A restauração capitalista foi uma transformação econômico-social que estava colocando abaixo a propriedade estatal, o monopólio do comércio exterior e o planejamento estatal e reintroduzindo a propriedade privada, a relação direta das empresas com o mercado mundial e a regulação mercantil.
A revolução política-democrática de 1989 foi uma vaga de lutas populares que uniu na rua a maioria da classe trabalhadora e da juventude em marchas, ocupações e greves que derrubaram os regimes monolíticos de partido único estalinistas que estavam conduzindo a restauração capitalista, e que agonizavam em função das seqüelas econômico-sociais que estavam provocando.

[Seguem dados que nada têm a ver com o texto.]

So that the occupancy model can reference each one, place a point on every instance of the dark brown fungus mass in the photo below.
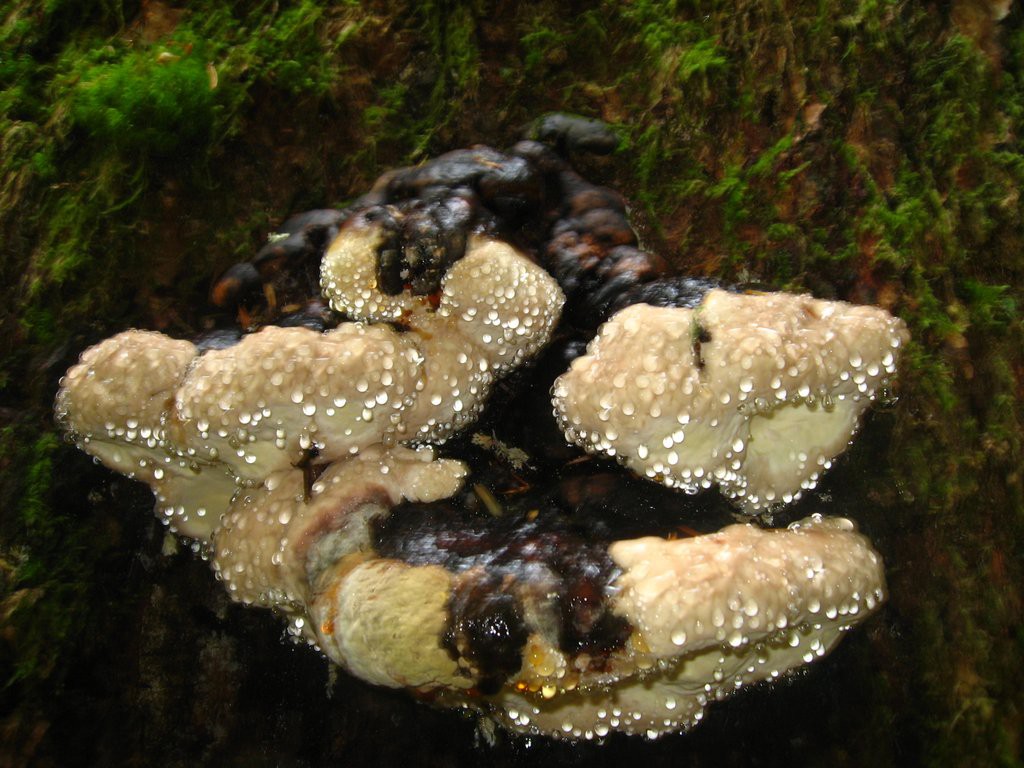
(316, 450)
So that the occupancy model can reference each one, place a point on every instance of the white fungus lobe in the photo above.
(278, 452)
(757, 393)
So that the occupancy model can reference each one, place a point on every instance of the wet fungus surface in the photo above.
(318, 448)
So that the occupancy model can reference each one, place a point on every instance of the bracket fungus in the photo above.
(755, 392)
(315, 452)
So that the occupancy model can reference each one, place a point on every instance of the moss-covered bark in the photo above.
(868, 150)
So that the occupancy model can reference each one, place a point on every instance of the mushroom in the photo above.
(704, 616)
(755, 392)
(114, 404)
(298, 455)
(496, 309)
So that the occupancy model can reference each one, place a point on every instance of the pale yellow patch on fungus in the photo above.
(755, 392)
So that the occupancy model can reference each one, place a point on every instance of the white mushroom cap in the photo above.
(273, 543)
(383, 621)
(497, 308)
(456, 379)
(114, 401)
(756, 392)
(258, 404)
(502, 302)
(348, 278)
(710, 614)
(115, 404)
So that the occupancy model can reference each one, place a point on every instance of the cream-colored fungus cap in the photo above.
(754, 392)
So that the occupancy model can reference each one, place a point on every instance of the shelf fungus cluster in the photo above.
(317, 450)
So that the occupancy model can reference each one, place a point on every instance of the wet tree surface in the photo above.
(866, 151)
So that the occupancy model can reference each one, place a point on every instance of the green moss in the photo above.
(145, 101)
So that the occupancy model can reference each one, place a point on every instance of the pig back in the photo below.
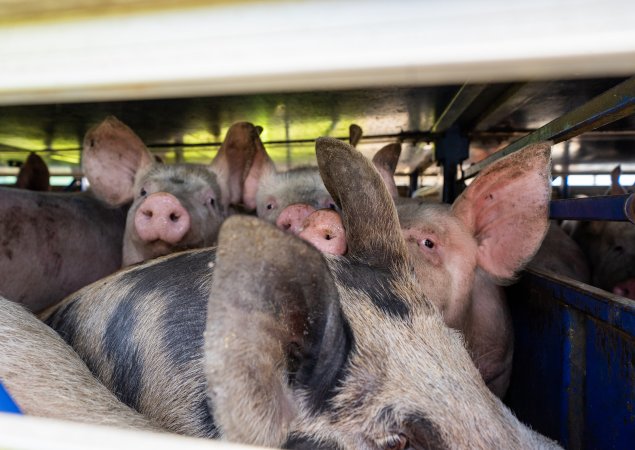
(46, 377)
(140, 331)
(53, 244)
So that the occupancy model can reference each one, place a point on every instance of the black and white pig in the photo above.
(267, 341)
(46, 378)
(52, 244)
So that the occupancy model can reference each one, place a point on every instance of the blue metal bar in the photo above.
(6, 402)
(607, 107)
(608, 207)
(614, 310)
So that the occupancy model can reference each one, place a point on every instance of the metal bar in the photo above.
(614, 104)
(414, 183)
(604, 306)
(573, 371)
(605, 207)
(6, 402)
(451, 148)
(457, 106)
(516, 96)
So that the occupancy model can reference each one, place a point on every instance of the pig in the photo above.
(34, 174)
(174, 207)
(267, 341)
(463, 254)
(308, 194)
(52, 244)
(46, 378)
(609, 248)
(560, 254)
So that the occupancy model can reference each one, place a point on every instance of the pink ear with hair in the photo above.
(112, 156)
(507, 209)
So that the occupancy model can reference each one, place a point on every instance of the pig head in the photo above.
(34, 174)
(464, 253)
(609, 248)
(267, 341)
(174, 207)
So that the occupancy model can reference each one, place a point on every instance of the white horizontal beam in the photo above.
(19, 432)
(313, 45)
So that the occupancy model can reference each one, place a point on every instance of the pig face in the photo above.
(277, 191)
(34, 174)
(174, 207)
(610, 250)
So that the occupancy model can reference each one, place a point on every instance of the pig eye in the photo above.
(395, 442)
(428, 243)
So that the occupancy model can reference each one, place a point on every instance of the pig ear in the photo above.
(261, 166)
(354, 134)
(385, 161)
(240, 156)
(34, 174)
(368, 212)
(507, 208)
(295, 339)
(112, 156)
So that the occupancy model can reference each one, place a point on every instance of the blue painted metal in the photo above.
(573, 375)
(6, 402)
(609, 207)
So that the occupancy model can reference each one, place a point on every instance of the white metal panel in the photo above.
(285, 46)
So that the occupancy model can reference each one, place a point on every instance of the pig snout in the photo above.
(625, 288)
(324, 229)
(162, 217)
(292, 217)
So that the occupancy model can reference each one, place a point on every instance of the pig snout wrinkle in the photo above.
(162, 217)
(292, 218)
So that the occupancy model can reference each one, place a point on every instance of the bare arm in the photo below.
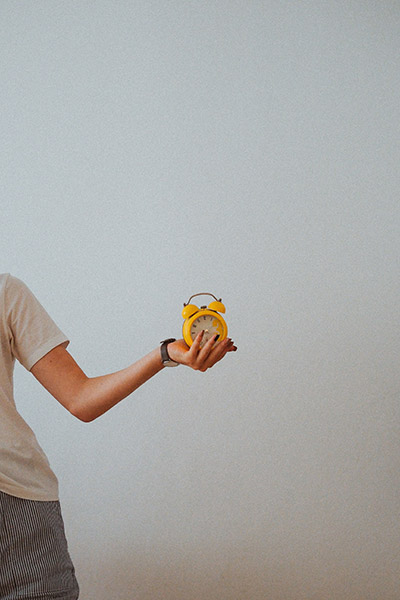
(89, 397)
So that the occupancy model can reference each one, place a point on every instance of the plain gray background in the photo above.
(154, 149)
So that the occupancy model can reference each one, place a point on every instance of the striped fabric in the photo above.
(34, 559)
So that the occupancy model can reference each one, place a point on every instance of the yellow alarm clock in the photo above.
(205, 318)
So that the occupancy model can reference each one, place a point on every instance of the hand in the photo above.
(200, 359)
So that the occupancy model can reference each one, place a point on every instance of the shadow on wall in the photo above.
(234, 575)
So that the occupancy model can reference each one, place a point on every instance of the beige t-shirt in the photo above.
(27, 333)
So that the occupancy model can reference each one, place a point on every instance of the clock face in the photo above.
(210, 324)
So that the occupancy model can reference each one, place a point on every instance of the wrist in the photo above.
(166, 359)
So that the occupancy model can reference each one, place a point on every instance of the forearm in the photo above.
(89, 397)
(98, 394)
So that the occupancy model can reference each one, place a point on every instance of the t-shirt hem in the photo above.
(26, 495)
(45, 349)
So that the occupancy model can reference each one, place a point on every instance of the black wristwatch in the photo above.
(167, 362)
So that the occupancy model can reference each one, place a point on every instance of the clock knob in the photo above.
(218, 306)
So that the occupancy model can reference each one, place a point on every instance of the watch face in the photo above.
(210, 324)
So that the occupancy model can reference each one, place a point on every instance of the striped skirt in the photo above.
(34, 559)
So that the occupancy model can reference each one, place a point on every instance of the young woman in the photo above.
(34, 559)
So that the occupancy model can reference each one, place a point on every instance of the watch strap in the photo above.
(165, 358)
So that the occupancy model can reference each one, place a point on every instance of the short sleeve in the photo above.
(33, 333)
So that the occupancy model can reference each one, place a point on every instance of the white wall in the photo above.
(151, 150)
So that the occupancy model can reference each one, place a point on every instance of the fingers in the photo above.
(211, 353)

Embora a última crise econômica mundial tenha demonstrado que os limites históricos do capitalismo são cada vez mais estreitos, do ponto de vista subjetivo estamos em condições tão adversas que são até piores que aquelas que viveram os internacionalistas da II Internacional, em minoria, antes da vitória da revolução de Outubro em 1917. A maioria da classe trabalhadora, mesmo nos países em que a industrialização já permitiu a configuração de uma classe operária importante, não abraça mais a esperança do socialismo.
Mas a luta de classes abrirá o caminho. Excessos de pessimismo histórico, mesmo se compreensíveis, não são racionalização realista. As próximas crises do capitalismo colocarão em movimento, inevitavelmente, os batalhões mais concentrados dos que vivem do trabalho. O proletariado do século XXI é mais poderoso que o do século passado: é mais instruído, está mais concentrado, e tem melhores condições político-sociais de arrastar atrás de si a maioria oprimida. Será nos calores destes embates que virão que se acelerará a reorganização da esquerda marxista.
NOtas:
[1] TROTSKY, Leon. El pensamiento vivo de Marx. Buenos Aires, Losada, 1984, p.43.
[2] TROTSKY, Leon. Programa de transição: a agonia mortal do capitalismo e as tarefas da Quarta Internacional. São Paulo: Proposta, 1981.
[3] SADER, Emir, A Esquerda depois do Muro. Carta Maior, 7 nov. 2009. Dispon;ivel em: http://bit.ly/1suou03. Consulta feita 9 nov. 2009.
[4] A tradição associada à elaboração de Leon Trotsky se destacou na reivindicação da centralidade do internacionalismo socialista: o antagonismo entre capital e trabalho permanecia a contradição ordenadora para um projeto socialista. Os internacionalistas reconheciam a existência de inúmeras outras contradições. Admitiram que seria justo se posicionar em defesa dos Estados pós-capitalistas contra os capitalistas, em defesa das nações oprimidas contra as opressoras, em defesa de regimes democráticos quando ameaçados pelo perigo de quarteladas ditatoriais, etc. Mas sustentaram que os antagonismos de classe continuavam sendo a contradição fundamental do capitalismo. Um projeto anticapitalista dependeria, estrategicamente, da reconstrução de um movimento operário internacional. Uma análise lúcida das distintas interpretações campistas – pró Moscou, ou pró Pequim – foi feita por Perry Anderson no seu clássico Considerações sobre o marxismo ocidental. Lisboa, Afrontamento, 1976.